Bei einer eigenen Setupdatei solltest Du wenn Du den Pfad ändern musst vorher schauen auf welchen diese Standardmäßig verweist und welchen Du angeben musst, manche verlangen nur das FSX Hauptverzeichnis, andere wollen zu FSX\SimObjects\Airplanes geleitet werden.


----------



## Schisshase (29. Juni 2008)

*AW: Flight Simulator X Flugzeuge einfügen??*

Und falls im Vorschaufenster und während des Fluges mit einem nachträglich eingefügten Flugzeug nur eine weißer Bildschirm zu sehen sein sollte, in den Grafikoptionen den Haken bei "Beleuchtung" (oder so ähnlich) wegmachen.


----------



## Sturmherrscher (29. Juni 2008)

*AW: Flight Simulator X Flugzeuge einfügen??*

Hallo!
Habe die Anweisungen befolgt,aber das Flugzeug ist immer noch nicht drin!
Hoffe Hilfe kommt.
mfg


----------



## NOODLES_SOS (30. Juni 2008)

*AW: Flight Simulator X Flugzeuge einfügen??*

Schreib doch mal den Link zu genau dem Flugzeug das Probleme macht, dann schaue ich mir das mal an.


----------



## Sturmherrscher (30. Juni 2008)

*AW: Flight Simulator X Flugzeuge einfügen??*

Hallo!
http://www.projectopensky.com/downloads.php?aircraft=8ny7v&location=europe
Das erste. Man muss sich aber anmelden!
mfg
michi


----------



## Herbboy (30. Juni 2008)

*AW: Flight Simulator X Flugzeuge einfügen??*



			
				Sturmherrscher am 30.06.2008 20:40 schrieb:
			
		

> Hallo!
> http://www.projectopensky.com/downloads.php?aircraft=8ny7v&location=europe
> Das erste. Man muss sich aber anmelden!
> mfg
> michi



hmm, also, ich bin nicht sicher, aber bei "about" auf der site steht u.a.

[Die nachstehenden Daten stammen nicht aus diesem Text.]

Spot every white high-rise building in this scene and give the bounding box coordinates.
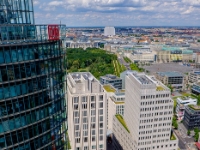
[67,72,107,150]
[113,73,178,150]
[104,27,115,36]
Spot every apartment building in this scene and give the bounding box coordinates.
[191,83,200,95]
[107,91,125,131]
[188,70,200,83]
[113,73,178,150]
[0,0,67,150]
[67,72,107,150]
[176,97,197,120]
[155,71,185,89]
[183,105,200,130]
[100,74,122,89]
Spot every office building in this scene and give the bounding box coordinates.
[67,72,107,150]
[183,105,200,130]
[107,91,125,132]
[176,97,197,120]
[0,0,67,150]
[113,73,178,150]
[99,74,122,89]
[104,27,115,36]
[120,70,137,89]
[155,71,184,89]
[191,83,200,95]
[188,70,200,83]
[156,45,193,63]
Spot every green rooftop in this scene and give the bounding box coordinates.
[188,105,200,110]
[103,85,116,93]
[115,114,130,133]
[170,134,176,140]
[115,101,124,104]
[156,86,164,91]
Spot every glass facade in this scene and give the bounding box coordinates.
[0,0,34,24]
[0,0,67,150]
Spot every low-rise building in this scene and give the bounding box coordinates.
[100,74,122,89]
[113,73,178,150]
[155,71,184,89]
[176,97,197,120]
[183,105,200,130]
[120,70,136,89]
[67,72,107,150]
[188,70,200,83]
[191,83,200,95]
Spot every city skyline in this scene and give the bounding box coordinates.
[34,0,200,26]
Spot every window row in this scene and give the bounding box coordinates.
[73,95,104,104]
[0,128,63,150]
[0,92,65,116]
[0,43,61,64]
[0,106,65,133]
[74,102,103,110]
[0,78,64,100]
[0,60,62,82]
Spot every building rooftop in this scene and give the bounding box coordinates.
[133,73,153,84]
[177,96,197,101]
[157,71,183,77]
[103,85,116,93]
[188,105,200,111]
[115,114,130,133]
[128,72,169,91]
[100,74,121,80]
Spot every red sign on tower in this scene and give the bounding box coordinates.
[48,25,60,41]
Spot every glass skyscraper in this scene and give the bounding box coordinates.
[0,0,67,150]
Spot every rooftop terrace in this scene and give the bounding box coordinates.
[157,71,183,77]
[115,114,130,133]
[103,85,116,93]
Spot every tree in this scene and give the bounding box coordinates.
[72,60,79,69]
[194,128,200,142]
[81,62,85,68]
[172,116,178,129]
[99,43,104,48]
[168,84,173,93]
[187,130,191,136]
[197,94,200,105]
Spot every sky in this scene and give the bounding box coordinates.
[33,0,200,27]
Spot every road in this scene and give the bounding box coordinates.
[118,56,131,70]
[174,130,187,150]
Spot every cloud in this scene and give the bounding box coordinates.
[34,0,200,26]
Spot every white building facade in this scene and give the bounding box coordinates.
[113,73,178,150]
[176,97,197,120]
[107,93,125,131]
[67,72,107,150]
[104,27,115,36]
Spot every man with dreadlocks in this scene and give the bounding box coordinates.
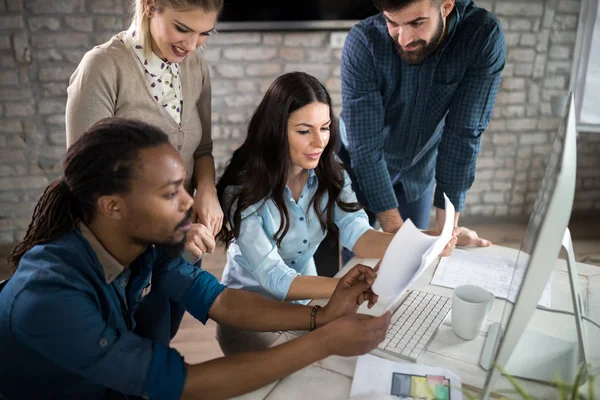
[0,118,390,399]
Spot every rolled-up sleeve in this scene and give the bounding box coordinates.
[341,26,398,212]
[333,171,373,249]
[153,256,225,324]
[10,277,186,399]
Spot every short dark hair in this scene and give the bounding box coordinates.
[373,0,443,11]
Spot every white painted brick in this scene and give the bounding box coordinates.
[223,47,277,61]
[215,63,244,78]
[519,133,548,145]
[494,168,515,179]
[283,32,328,47]
[501,78,525,90]
[279,48,304,61]
[550,31,577,45]
[557,0,581,14]
[544,76,567,89]
[202,46,221,64]
[284,63,331,83]
[506,48,535,63]
[533,54,546,78]
[504,32,521,48]
[506,118,537,132]
[235,80,258,93]
[521,33,538,47]
[515,63,533,77]
[535,29,550,53]
[549,44,571,60]
[492,133,517,146]
[65,16,93,32]
[552,14,578,31]
[495,0,544,17]
[483,192,504,204]
[27,17,60,32]
[246,64,281,76]
[503,18,533,32]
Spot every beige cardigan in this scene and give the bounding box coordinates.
[65,32,212,189]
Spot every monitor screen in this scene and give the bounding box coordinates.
[217,0,379,31]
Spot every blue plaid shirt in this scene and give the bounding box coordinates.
[341,0,506,212]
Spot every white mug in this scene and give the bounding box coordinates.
[452,285,494,340]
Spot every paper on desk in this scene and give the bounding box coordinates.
[350,354,462,400]
[431,249,552,307]
[373,194,454,313]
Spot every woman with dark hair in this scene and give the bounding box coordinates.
[217,72,458,354]
[0,118,390,400]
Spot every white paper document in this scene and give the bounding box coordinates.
[372,194,454,313]
[431,249,552,307]
[350,354,462,400]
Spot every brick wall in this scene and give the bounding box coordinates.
[0,0,600,243]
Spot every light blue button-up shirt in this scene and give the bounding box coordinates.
[221,170,373,300]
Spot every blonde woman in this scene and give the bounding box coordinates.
[66,0,223,342]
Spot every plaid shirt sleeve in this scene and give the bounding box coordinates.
[341,26,398,212]
[434,21,506,211]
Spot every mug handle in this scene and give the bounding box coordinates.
[485,290,496,316]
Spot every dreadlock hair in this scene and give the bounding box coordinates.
[217,72,362,246]
[8,118,169,271]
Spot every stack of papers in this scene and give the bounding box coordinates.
[350,354,462,400]
[372,194,454,313]
[431,249,552,307]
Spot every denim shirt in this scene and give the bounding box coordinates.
[221,170,373,300]
[340,0,506,212]
[0,225,224,399]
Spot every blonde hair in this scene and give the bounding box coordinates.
[129,0,223,56]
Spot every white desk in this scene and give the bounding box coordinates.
[236,246,600,400]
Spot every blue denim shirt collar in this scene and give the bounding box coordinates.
[79,223,125,284]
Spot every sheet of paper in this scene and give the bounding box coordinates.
[350,354,462,400]
[373,195,454,312]
[431,249,552,307]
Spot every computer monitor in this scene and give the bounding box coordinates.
[481,93,582,398]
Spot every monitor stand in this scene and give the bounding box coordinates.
[479,228,587,384]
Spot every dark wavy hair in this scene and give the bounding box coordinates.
[8,118,169,270]
[217,72,362,246]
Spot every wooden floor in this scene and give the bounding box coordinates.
[0,219,600,364]
[171,220,600,364]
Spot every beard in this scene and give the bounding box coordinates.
[393,11,444,64]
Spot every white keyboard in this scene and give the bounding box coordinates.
[377,290,452,361]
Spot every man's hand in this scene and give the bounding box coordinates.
[317,311,392,357]
[454,226,492,247]
[376,208,404,233]
[185,224,216,258]
[192,186,223,237]
[316,264,377,327]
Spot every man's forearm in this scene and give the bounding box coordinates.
[182,332,329,399]
[193,154,215,189]
[208,289,311,332]
[435,207,460,231]
[376,208,404,233]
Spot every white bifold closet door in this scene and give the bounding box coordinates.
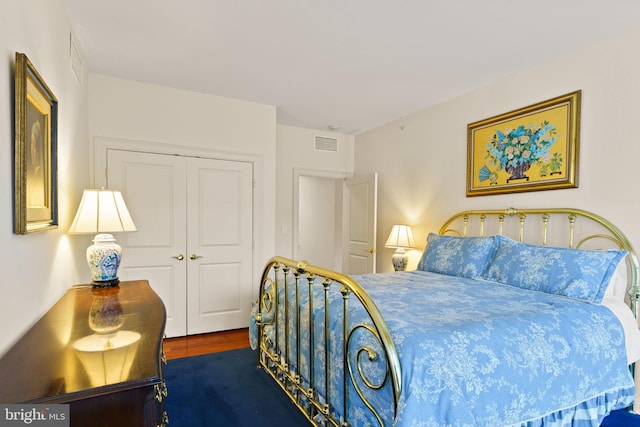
[107,149,254,337]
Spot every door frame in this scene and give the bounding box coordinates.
[291,168,353,270]
[90,136,262,300]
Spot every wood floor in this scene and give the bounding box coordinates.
[162,329,249,360]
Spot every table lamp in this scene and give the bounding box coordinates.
[384,225,415,271]
[69,189,137,287]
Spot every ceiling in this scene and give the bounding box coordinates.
[64,0,640,134]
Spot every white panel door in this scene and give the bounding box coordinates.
[187,158,253,334]
[343,173,378,275]
[107,150,253,337]
[107,150,187,337]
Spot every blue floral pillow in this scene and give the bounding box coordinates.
[418,233,495,279]
[483,235,627,303]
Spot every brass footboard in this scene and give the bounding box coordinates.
[256,257,402,427]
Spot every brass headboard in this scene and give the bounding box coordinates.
[439,208,640,318]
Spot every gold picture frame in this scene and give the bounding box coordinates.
[14,52,58,234]
[467,90,582,197]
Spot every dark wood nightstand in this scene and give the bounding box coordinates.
[0,280,168,427]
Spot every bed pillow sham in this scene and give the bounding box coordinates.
[418,233,495,279]
[482,235,627,303]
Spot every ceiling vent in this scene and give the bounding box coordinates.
[316,136,338,151]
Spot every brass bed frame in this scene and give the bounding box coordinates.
[256,208,640,427]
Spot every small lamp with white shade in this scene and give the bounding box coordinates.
[384,224,415,271]
[69,189,137,286]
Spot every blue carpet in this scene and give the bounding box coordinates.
[165,349,640,427]
[164,349,311,427]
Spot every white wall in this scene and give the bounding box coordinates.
[0,0,89,354]
[274,125,354,258]
[89,74,276,280]
[355,30,640,271]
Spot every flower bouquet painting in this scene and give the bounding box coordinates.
[467,91,580,196]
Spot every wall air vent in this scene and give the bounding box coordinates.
[316,136,338,151]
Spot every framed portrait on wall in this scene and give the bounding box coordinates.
[467,91,581,196]
[14,52,58,234]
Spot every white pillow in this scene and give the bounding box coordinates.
[604,257,628,301]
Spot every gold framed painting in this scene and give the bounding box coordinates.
[14,52,58,234]
[467,91,581,196]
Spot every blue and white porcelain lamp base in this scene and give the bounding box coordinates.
[87,234,122,287]
[391,248,409,271]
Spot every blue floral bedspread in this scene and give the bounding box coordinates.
[252,271,634,427]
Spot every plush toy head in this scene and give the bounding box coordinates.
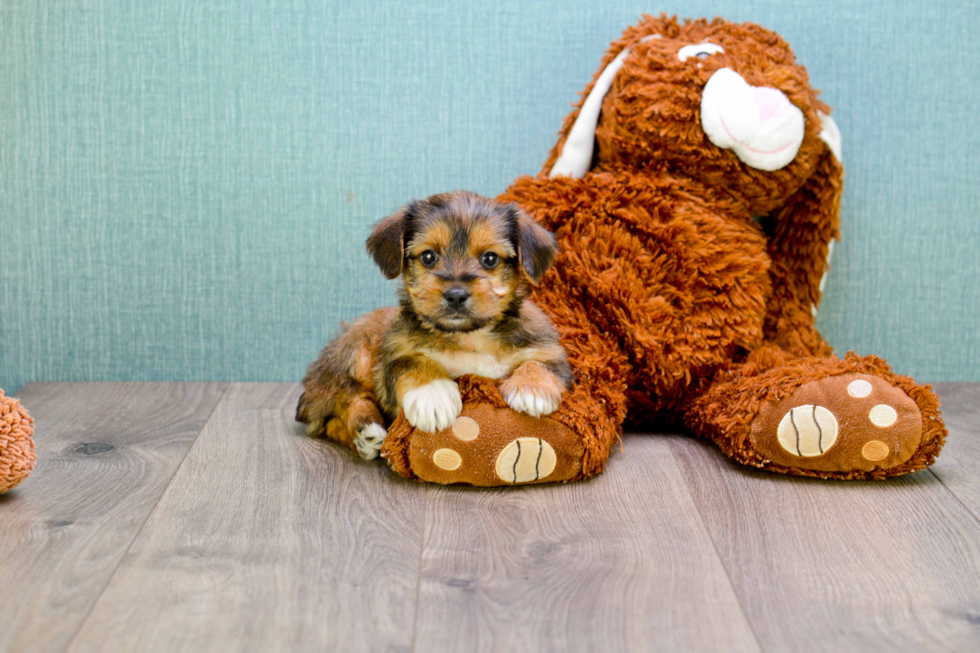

_"With award winning aircraft and great team, Project Open Sky hopes to continue the trend and build the finest freeware aircraft available for Microsoft Flight Simulator *2004*"_

kann es sein, dass die flugzeuge gar nicht für FS X gedacht sind?


----------



## NOODLES_SOS (1. Juli 2008)

*AW: Flight Simulator X Flugzeuge einfügen??*

Ich habe es gerade mal kurz probiert und hier ist es ebenfalls nicht aufgetaucht. Wie Herbboy schon schrieb scheint es nur für den FS2004 zu sein, es gibt aber auch Modeldateien für den FSX. Probiere vielleicht damit mal herum, eine Readme ist auch dabei, ich schaue mir das die Tage mal genauer an wenn ich wieder mehr Zeit habe.


----------



## Sturmherrscher (1. Juli 2008)

*AW: Flight Simulator X Flugzeuge einfügen??*

Hallo!
Weiss dann einer vielleicht wo und ob es ein Air-Berlin Flugzeug fuer den Flight Simulator X gibt?!
mfg
michi


----------



## Herbboy (1. Juli 2008)

*AW: Flight Simulator X Flugzeuge einfügen??*



			
				Sturmherrscher am 01.07.2008 21:07 schrieb:
			
		

> Hallo!
> Weiss dann einer vielleicht wo und ob es ein Air-Berlin Flugzeug fuer den Flight Simulator X gibt?!
> mfg
> michi




hier hab ich ne 737 gefunden: http://flyawaysimulation.com/downloads-file-1906-details.html


hier gibt es wohl auch mehr dload allgemein: http://de.flyawaysimulation.com/downloads.html


----------



## Akkuschrauber (6. Juli 2008)

*AW: Flight Simulator X Flugzeuge einfügen??*

kuck doch mal auf wwwsimviation.com  
die ham hunderte von flugzeugen, helicopter...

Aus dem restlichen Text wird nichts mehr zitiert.